Administration to Innovators: Database not Dollars
President Bush has spoken often about the need to support innovation, but the funding for it has been something of a mixed bag. While the president’s 2007 budget contains more funding for research in the physical sciences, including nanotechnology and energy-related technology, the life sciences and health-related research are hurting from cutbacks (see “The Budget’s Mixed News”).

Meanwhile, funding for new projects in the Advanced Technology Program (ATP), which is part of the National Institute of Standards and Technology (NIST), has been stopped. In fact, ATP, which was created to help promote emerging technologies still too speculative to garner private investment, will be phased out under Bush’s proposed 2007 budget.
In view of these cuts, Technology Review asked the new Under Secretary of Commerce for Technology, Robert Cresanti, who oversees NIST, why ATP was cut and how the government intends to promote innovation. His answer: by providing more information to researchers in the form of a database of federally funded research results.
Technology Review: President Bush wants to promote innovation, but he’s cutting ATP. Why?
Robert Cresanti: There’s no funding for new [ATP] programs, and I think the [2007] budget zeroes ATP completely out. There is huge financial stress coming down on a lot of different programs. And the decision was made inside the administration that ATP was not a high enough value proposition.
TR: Doesn’t eliminating ATP widen the gap between a new idea and a commercial product?
RC: Yes, there’s the chasm, and there are multiple forces working on it – not all of them are money. An important one is information. What happens is if you’re a young scientist and you haven’t had a lot of experience at finding government programs and funding and so forth, you don’t know any angel capital investors yourself or any venture capital firms that are willing to do any seed money financing, then you have more difficulty. One of the ways to get venture capital to engage at an earlier level is to provide better laid out information on the product that you’re putting together.
TR: How will the government help researchers get this information?
RC: We need to capture the data from the federal research that’s going on. Obviously we can’t, and shouldn’t, and don’t want to require that everybody who has a federal government grant write a 100-page dissertation on all the things that they did. But a database for scientists can help them to understand what has been done before, what has been done in the last couple of years that hasn’t been published.
TR: Don’t researchers already have to report their results?
RC: What happens now is you get a million-dollar grant, and you say here’s what I did with the money, you give your form back to the agency, and the agency says thank you, it’s too bad that didn’t work, and they file it somewhere, and it ends up in an archive somewhere in a building. We need to do a better job of capturing certain elements of that, even if it’s 20 questions or 30 questions, that say What area of science was this that the research was conducted in? What was the nature of the experiments?
I think we need to look at designing a form that captures that information and allows it to be searchable and distributable, so that when people are working on new projects, they can at least pick up the phone and call one of the scientists who worked on this project and quiz him on the state of the art, or on what his experiments or her experiments were about, and how they may be able to build off of them.
TR: This will help with commercialization?

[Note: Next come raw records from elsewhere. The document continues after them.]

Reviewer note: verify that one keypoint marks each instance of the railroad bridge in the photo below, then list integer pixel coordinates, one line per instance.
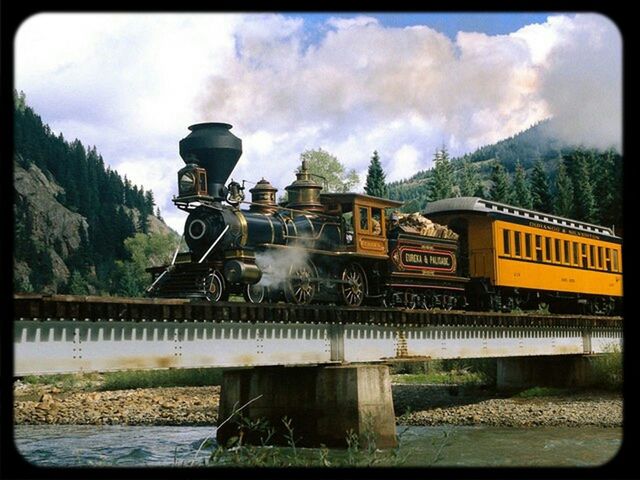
(304, 352)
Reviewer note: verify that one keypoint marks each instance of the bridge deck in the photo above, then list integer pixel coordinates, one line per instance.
(56, 334)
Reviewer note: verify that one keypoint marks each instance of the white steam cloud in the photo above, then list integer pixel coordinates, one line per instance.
(131, 83)
(366, 87)
(277, 265)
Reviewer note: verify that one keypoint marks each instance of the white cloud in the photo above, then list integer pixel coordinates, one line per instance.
(131, 84)
(406, 161)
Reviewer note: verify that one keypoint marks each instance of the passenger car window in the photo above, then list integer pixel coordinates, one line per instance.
(517, 245)
(506, 244)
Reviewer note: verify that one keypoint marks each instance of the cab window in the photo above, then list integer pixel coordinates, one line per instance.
(376, 221)
(364, 218)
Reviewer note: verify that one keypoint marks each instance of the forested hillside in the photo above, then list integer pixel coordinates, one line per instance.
(75, 218)
(531, 169)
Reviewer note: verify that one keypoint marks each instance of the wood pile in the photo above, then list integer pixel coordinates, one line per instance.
(417, 223)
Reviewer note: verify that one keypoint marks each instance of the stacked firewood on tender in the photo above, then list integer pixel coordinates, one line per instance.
(416, 223)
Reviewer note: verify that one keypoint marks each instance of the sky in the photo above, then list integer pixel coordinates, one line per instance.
(404, 84)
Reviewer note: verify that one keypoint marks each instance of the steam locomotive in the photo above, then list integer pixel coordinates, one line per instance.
(348, 249)
(317, 247)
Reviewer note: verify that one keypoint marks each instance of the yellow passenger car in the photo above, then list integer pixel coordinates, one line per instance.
(517, 257)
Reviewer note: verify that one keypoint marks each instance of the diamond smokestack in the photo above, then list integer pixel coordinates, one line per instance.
(216, 149)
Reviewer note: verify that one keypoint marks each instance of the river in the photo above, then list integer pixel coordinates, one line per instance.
(133, 446)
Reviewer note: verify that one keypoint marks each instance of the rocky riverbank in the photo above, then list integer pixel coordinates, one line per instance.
(38, 404)
(414, 405)
(595, 408)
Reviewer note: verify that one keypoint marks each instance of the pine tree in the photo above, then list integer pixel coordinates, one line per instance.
(520, 193)
(563, 202)
(584, 201)
(540, 193)
(499, 191)
(375, 183)
(468, 179)
(442, 178)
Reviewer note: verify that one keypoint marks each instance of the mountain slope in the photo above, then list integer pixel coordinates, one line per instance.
(72, 214)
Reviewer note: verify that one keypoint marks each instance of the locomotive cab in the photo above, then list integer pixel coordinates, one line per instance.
(364, 221)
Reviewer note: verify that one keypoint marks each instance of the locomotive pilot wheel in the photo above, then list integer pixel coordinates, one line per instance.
(213, 286)
(301, 285)
(354, 289)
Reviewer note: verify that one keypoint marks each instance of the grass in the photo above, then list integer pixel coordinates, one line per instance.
(542, 392)
(361, 450)
(461, 372)
(453, 377)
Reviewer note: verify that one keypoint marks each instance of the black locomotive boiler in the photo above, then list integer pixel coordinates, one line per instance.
(316, 247)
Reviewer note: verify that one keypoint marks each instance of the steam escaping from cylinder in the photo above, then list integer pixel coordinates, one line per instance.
(277, 264)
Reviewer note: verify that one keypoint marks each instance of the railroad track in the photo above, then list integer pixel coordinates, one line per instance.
(110, 309)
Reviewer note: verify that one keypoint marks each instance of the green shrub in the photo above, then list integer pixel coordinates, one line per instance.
(607, 369)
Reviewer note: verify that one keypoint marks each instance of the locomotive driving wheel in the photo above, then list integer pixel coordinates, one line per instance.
(301, 285)
(213, 286)
(354, 289)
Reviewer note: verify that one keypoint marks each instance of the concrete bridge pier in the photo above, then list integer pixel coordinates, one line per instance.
(323, 403)
(561, 371)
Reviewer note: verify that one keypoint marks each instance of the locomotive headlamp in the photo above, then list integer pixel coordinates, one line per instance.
(187, 182)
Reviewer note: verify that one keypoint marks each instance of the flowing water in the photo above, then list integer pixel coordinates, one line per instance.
(128, 446)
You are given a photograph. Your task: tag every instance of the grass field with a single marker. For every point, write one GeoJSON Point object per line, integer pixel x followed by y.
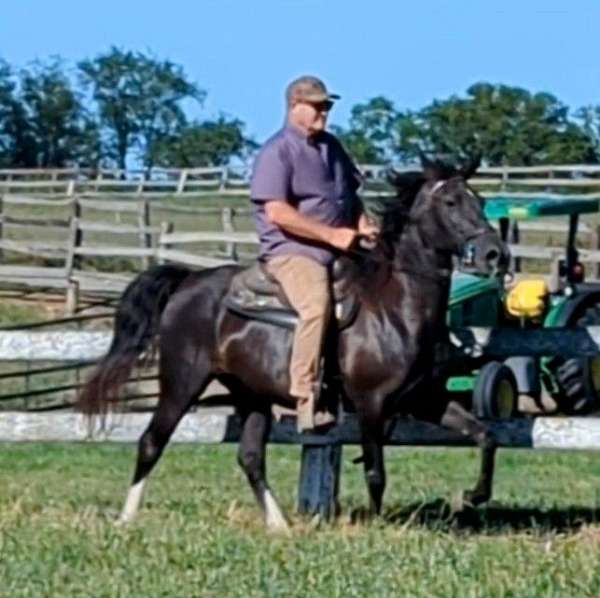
{"type": "Point", "coordinates": [199, 533]}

RC: I think so. Take an example of when researchers make a hydrophobic gel that is nano-based. If you drop a drop of water onto it, it literally stands up, repels from the surface almost magnetically. And the thought is, what would happen if you put that on an airplane wing or incorporated that into a material as a coating? They decide they want to go into the federal database and find other people who’ve applied things like Teflon to steel. How did they adhere? What experiments were done? What mechanical procedures did they investigate that we may not know about, that may or may not have worked as well?
So you would have somebody in that space to say to the venture capitalist, “I have this product in this form. It’s not enough to be incorporated into a product yet. These are the three steps that we’re taking. We have information about this, about that, about this, and we’re on a glide path now to where we can get to a venture capital stage within six months. We hope you can work with us.”
The venture capitalist may well say, “It sounds like you can get there from here, if you work with these folks. Why don’t we give you some early seed-stage capital here at this point, just to help you make a trip out to California to visit with the professor or the grad students who have done this work in the past.” So that’s what I’m hoping for here.
TR: Such a database will mean more paperwork for researchers who already have to spend a lot of time on grant applications and report. Some readers might be saying, “Not another form!”
RC: Exactly right. And I understand. But I just think that the government – we’re prying hard-earned tax dollars out of people’s hands – and I think that when we invest them, we have the responsibility to capture results of the research that’s been conducted with them.